The prisoners held on remand spend up to 23 hours a day locked in their prison cells, where there is no access to warm water and often also not to electricity (apart from lights switched on and off by the guards from outside). In 2012, the inmates were allowed to take warm water shower only twice a week, with each shower being limited to five minutes.[13]

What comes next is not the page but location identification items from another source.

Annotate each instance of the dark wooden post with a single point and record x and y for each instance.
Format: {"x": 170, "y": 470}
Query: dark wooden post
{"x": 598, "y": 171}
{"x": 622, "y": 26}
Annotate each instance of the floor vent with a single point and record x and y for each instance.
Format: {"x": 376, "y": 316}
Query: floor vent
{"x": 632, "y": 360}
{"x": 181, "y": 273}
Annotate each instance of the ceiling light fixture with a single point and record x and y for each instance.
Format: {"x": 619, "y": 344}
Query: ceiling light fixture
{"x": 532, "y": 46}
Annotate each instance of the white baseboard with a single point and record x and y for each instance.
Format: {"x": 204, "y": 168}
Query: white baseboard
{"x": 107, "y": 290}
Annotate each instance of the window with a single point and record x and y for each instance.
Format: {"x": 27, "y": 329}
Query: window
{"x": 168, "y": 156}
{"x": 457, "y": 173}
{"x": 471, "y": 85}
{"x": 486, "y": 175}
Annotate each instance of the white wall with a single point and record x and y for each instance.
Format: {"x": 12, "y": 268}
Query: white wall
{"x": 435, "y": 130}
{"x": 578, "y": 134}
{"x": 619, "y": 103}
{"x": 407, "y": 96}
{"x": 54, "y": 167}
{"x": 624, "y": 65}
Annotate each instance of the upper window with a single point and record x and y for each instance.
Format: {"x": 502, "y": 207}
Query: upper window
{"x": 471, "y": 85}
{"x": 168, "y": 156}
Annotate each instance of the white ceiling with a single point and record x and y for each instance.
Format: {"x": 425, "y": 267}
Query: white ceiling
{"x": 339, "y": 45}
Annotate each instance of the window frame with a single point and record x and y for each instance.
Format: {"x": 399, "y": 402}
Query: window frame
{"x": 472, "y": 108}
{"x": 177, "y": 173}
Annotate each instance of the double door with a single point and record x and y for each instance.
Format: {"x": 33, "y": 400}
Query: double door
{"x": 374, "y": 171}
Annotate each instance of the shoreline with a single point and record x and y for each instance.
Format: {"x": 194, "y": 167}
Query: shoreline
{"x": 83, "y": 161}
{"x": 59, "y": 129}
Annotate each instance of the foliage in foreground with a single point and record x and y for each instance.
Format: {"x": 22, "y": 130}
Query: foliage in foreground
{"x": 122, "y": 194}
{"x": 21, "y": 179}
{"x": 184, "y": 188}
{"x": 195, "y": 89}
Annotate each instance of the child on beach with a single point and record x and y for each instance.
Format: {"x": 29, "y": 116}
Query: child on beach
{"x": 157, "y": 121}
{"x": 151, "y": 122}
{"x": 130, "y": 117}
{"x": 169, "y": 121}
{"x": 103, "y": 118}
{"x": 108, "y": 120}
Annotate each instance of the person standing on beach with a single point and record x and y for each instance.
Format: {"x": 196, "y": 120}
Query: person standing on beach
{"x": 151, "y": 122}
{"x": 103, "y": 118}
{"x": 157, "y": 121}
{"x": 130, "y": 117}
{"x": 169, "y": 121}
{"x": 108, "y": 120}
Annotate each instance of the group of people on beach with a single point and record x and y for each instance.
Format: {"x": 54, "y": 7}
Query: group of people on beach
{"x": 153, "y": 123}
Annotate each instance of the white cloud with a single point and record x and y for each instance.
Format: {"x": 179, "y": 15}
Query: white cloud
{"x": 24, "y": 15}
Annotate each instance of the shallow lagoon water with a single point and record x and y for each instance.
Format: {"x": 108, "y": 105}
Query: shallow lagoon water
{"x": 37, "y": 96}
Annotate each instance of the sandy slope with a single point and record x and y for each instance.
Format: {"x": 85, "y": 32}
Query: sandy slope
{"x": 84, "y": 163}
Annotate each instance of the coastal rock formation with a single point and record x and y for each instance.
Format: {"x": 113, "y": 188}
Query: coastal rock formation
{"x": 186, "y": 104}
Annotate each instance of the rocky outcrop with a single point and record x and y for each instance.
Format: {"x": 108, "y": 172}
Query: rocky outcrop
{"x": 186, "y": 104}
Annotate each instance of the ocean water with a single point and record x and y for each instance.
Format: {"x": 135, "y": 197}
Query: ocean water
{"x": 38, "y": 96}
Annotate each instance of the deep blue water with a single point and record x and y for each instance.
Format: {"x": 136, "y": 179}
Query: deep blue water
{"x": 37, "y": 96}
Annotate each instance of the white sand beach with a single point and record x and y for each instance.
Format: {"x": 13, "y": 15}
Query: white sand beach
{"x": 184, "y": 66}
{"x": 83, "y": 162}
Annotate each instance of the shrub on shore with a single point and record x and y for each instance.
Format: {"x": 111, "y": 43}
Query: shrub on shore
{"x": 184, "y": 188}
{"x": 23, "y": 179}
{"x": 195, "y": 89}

Phone calls are allowed only once every two weeks. According to Mindii Kašibadze, who spent two years in Pankrác on remand before the Czech courts eventually dismissed his Georgian international arrest warrant, the prison is infested with rats and has only "five cells of European standard which are a show case for outside visitors".[14]
Tunnel
The tunnel between the Pankrác Prison and the High Court in Prague allows safe passage of detainees from the prison to the courthouse. Therefore, some high security risk cases, such as the 2010 Russian mafia bosses' trial, take place at the High Court's building. In such cases, the responsible judges from other districts come to conduct trial in the High Court's building, rather than detainees being transported to their courthouses.[15]